Transferable Adversarial Examples with Bayes Approach
This work addresses a critical issue in trustworthy AI by improving the effectiveness of adversarial attacks across different models, which is incremental but offers strong specific gains.
The paper tackles the problem of poor cross-model transferability in black-box adversarial attacks by introducing BayAtk, a method that uses a Bayesian approach to design transferability-promoting priors and an adaptive weighting strategy, resulting in significantly more transferable adversarial examples against both undefended and defended models compared to state-of-the-art attacks.

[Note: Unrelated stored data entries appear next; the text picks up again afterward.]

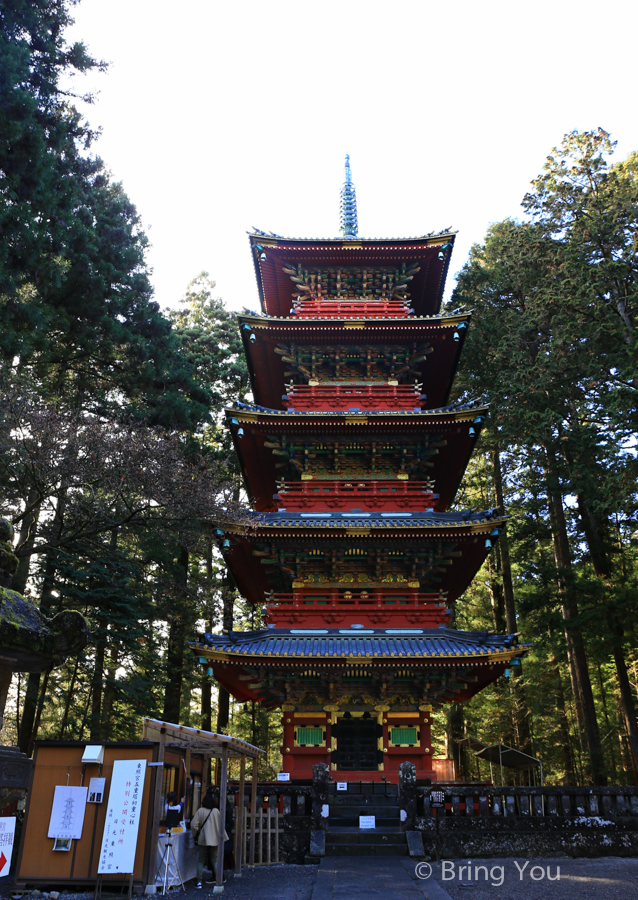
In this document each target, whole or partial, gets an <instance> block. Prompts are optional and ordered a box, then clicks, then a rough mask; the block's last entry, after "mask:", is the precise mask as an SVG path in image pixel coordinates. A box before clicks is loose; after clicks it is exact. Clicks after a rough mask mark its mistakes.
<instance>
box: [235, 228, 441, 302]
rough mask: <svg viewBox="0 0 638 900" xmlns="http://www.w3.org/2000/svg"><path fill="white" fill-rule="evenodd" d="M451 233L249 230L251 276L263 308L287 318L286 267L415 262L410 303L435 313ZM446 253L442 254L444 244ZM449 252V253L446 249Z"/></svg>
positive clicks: (286, 280)
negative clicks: (319, 236) (331, 231)
mask: <svg viewBox="0 0 638 900" xmlns="http://www.w3.org/2000/svg"><path fill="white" fill-rule="evenodd" d="M454 238H455V232H452V231H442V232H438V233H432V234H429V235H424V236H422V237H415V238H359V237H356V238H343V237H340V238H310V239H308V238H284V237H281V236H279V235H274V234H272V233H271V234H265V233H261V232H260V233H253V234H250V236H249V239H250V244H251V249H252V251H253V253H252V256H253V261H254V264H255V274H256V276H257V286H258V289H259V295H260V300H261V307H262V310H263V311H264V312H265V313H267V314H269V315H277V316H287V315H289V313H290V310H291V309H292V290H291V284H290V279H289V276H288V275H287V274H285V272H284V271H283V269H284V267H287V266H290V265H299V264H300V265H302V266H304V267H308V268H311V267H322V266H331V267H340V266H341V267H350V266H373V265H374V266H396V265H399V264H401V263H404V262H407V263H416V264H417V265H418V266H419V272H418V274H417V275H416V276H415V278H414V279H413V280H412V281H411V282H410V289H409V294H410V303H411V306H412V307H413V309H414V311H415V313H416V314H417V315H432V314H435V313H437V312H438V311H439V309H440V306H441V300H442V297H443V290H444V287H445V279H446V276H447V271H448V267H449V263H450V255H451V250H452V247H453V245H454ZM444 246H445V247H446V252H444V253H441V249H442V247H444ZM448 251H449V252H448Z"/></svg>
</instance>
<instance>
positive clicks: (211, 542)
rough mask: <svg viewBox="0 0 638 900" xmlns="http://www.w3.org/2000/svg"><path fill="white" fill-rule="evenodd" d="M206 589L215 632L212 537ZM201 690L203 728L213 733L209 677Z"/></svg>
mask: <svg viewBox="0 0 638 900" xmlns="http://www.w3.org/2000/svg"><path fill="white" fill-rule="evenodd" d="M206 589H207V593H208V609H207V616H206V621H207V625H208V631H209V632H212V631H213V626H214V622H213V594H214V589H215V585H214V579H213V542H212V540H211V539H210V537H207V538H206ZM200 688H201V692H202V728H203V730H204V731H212V730H213V702H212V695H213V689H212V685H211V683H210V678H209V677H208V676H207V675H204V676H203V678H202V680H201V683H200Z"/></svg>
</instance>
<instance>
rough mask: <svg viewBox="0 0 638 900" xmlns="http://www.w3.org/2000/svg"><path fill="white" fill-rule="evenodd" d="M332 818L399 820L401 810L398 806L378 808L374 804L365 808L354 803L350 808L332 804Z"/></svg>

The vulnerability of deep neural networks (DNNs) to black-box adversarial attacks is one of the most heated topics in trustworthy AI. In such attacks, the attackers operate without any insider knowledge of the model, making the cross-model transferability of adversarial examples critical. Despite the potential for adversarial examples to be effective across various models, it has been observed that adversarial examples that are specifically crafted for a specific model often exhibit poor transferability. In this paper, we explore the transferability of adversarial examples via the lens of Bayesian approach. Specifically, we leverage Bayesian approach to probe the transferability and then study what constitutes a transferability-promoting prior. Following this, we design two concrete transferability-promoting priors, along with an adaptive dynamic weighting strategy for instances sampled from these priors. Employing these techniques, we present BayAtk. Extensive experiments illustrate the significant effectiveness of BayAtk in crafting more transferable adversarial examples against both undefended and defended black-box models compared to existing state-of-the-art attacks.